Just at that minute a priority request was made by one of their corporate clients that a record contract had to be collected from its headquarters in the sticks of Middlesex and delivered to a promotion company in the heart of Soho in a ridiculous time frame.
Patra didn’t think and neither did that hollow yearning in her chest, that tingle at the base of her skull that flexed the laws of coincidence in her favor in many a tight scrape.
That was her gift and it was grinning from ear to ear.
“If any of you cocksuckers wants to take it, that’s fine by me.” She had proclaimed. “But I know I can collect and drop off the package in forty-five minutes. And I’ll stake my ass literally on that shit.”
It was a done deal as the words left her mouth and after the laughter died down she was dashing out the door with the clock ticking and the possibility of five salaries in her back pocket if she won.
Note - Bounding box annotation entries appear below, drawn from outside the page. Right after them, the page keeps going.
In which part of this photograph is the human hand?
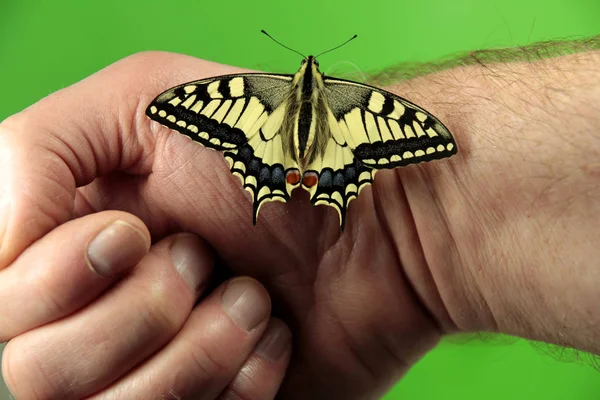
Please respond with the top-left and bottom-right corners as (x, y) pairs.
(0, 47), (595, 398)
(0, 104), (291, 399)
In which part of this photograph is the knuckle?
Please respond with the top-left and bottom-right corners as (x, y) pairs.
(2, 341), (61, 399)
(189, 344), (231, 379)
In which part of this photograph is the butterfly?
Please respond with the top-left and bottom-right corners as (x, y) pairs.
(146, 39), (458, 230)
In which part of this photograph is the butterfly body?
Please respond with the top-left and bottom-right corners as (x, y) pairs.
(146, 56), (457, 229)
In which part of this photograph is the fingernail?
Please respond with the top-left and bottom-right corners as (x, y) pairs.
(256, 319), (291, 361)
(87, 220), (150, 278)
(221, 278), (271, 332)
(0, 196), (10, 253)
(170, 234), (210, 291)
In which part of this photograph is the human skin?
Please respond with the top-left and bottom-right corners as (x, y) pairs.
(0, 45), (600, 399)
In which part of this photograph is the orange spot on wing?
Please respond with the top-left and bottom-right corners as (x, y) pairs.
(302, 172), (319, 188)
(285, 169), (300, 186)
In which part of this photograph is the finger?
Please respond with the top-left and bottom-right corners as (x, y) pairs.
(219, 318), (292, 400)
(0, 211), (150, 342)
(0, 53), (247, 269)
(3, 234), (213, 399)
(89, 277), (270, 400)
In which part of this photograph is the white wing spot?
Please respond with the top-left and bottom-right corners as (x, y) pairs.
(415, 111), (427, 122)
(368, 91), (385, 114)
(388, 119), (404, 140)
(344, 108), (369, 146)
(223, 99), (246, 126)
(365, 113), (381, 143)
(190, 100), (204, 114)
(388, 100), (405, 119)
(169, 97), (181, 107)
(377, 117), (394, 142)
(233, 161), (246, 173)
(200, 100), (221, 117)
(181, 94), (196, 108)
(211, 99), (232, 122)
(229, 77), (244, 97)
(425, 128), (437, 137)
(206, 81), (223, 99)
(413, 121), (426, 137)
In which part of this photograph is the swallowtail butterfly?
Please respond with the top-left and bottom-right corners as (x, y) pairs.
(146, 36), (457, 229)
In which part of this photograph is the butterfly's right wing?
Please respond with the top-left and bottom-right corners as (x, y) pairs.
(146, 74), (298, 223)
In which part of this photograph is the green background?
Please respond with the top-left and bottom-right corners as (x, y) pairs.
(0, 0), (600, 400)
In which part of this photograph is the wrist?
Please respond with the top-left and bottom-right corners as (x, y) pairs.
(382, 46), (600, 352)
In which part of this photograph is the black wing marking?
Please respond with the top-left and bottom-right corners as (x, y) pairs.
(146, 74), (297, 224)
(324, 78), (458, 169)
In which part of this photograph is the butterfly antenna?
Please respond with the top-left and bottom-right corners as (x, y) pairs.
(260, 29), (306, 58)
(315, 35), (358, 58)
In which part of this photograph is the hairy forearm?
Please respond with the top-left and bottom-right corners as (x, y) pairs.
(384, 44), (600, 354)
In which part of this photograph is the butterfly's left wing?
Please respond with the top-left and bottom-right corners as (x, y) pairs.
(304, 78), (457, 229)
(146, 74), (298, 223)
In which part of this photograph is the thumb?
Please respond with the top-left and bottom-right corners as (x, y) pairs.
(0, 53), (239, 269)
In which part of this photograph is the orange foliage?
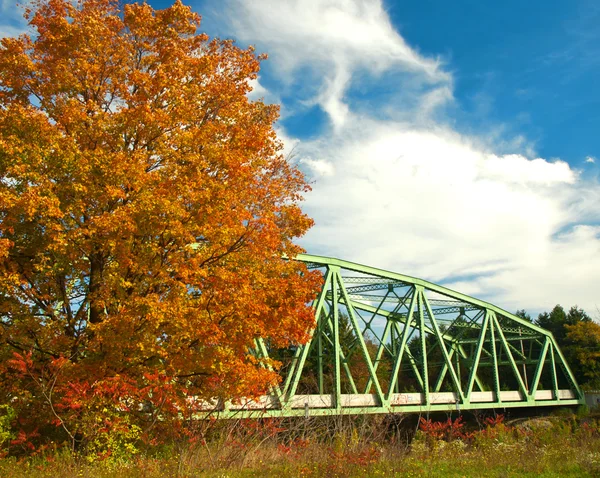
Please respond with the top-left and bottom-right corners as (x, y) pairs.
(0, 0), (321, 452)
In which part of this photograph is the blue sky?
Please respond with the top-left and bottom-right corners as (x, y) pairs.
(0, 0), (600, 314)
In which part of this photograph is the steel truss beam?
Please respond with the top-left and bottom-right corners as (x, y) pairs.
(203, 254), (584, 417)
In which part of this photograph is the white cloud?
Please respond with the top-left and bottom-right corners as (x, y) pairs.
(300, 158), (335, 177)
(0, 0), (29, 38)
(226, 0), (451, 129)
(228, 0), (600, 311)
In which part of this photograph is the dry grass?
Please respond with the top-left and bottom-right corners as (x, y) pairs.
(0, 408), (600, 478)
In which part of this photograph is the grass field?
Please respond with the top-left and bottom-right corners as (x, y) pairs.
(0, 415), (600, 478)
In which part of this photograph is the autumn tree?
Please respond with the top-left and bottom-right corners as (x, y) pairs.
(565, 321), (600, 390)
(0, 0), (321, 452)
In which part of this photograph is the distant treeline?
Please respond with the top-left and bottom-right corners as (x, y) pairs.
(516, 305), (600, 390)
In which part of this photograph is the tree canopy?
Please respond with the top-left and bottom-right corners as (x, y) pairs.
(0, 0), (321, 452)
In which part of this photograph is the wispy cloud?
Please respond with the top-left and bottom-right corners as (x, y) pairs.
(226, 0), (451, 129)
(228, 0), (600, 309)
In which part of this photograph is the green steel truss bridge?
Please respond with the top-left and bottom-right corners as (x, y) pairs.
(206, 254), (585, 417)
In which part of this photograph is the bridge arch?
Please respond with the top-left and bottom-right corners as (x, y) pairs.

Losing on the other hand was not worth considering.
That’s how she was brought up, to be a competitor.
Her memories of growing up with three brothers in Georgia, Alabama, fighting with them to gain every ounce of respect by doing what they could do
and doing it better was what made her. Competition and adventure flowed through her veins and molded her character. Telling her she couldn’t do something was an invitation to conflict, something she reveled in. And with her talent of confounding probability - an above average lucky break quotient some would say - nothing much scared her.
The fact that they were chauvinistic morons whose centre of intelligence was in their gonads was a foregone conclusion. Her duty, and one that any woman from the Jones family in Alabama all upheld, was their pride of self and an unhealthy belief that whatever any man could do - biological restraints not withstanding – they were not just their equal but their betters.
Not the most endearing character trait, especially with prospective partners, but it was the truth.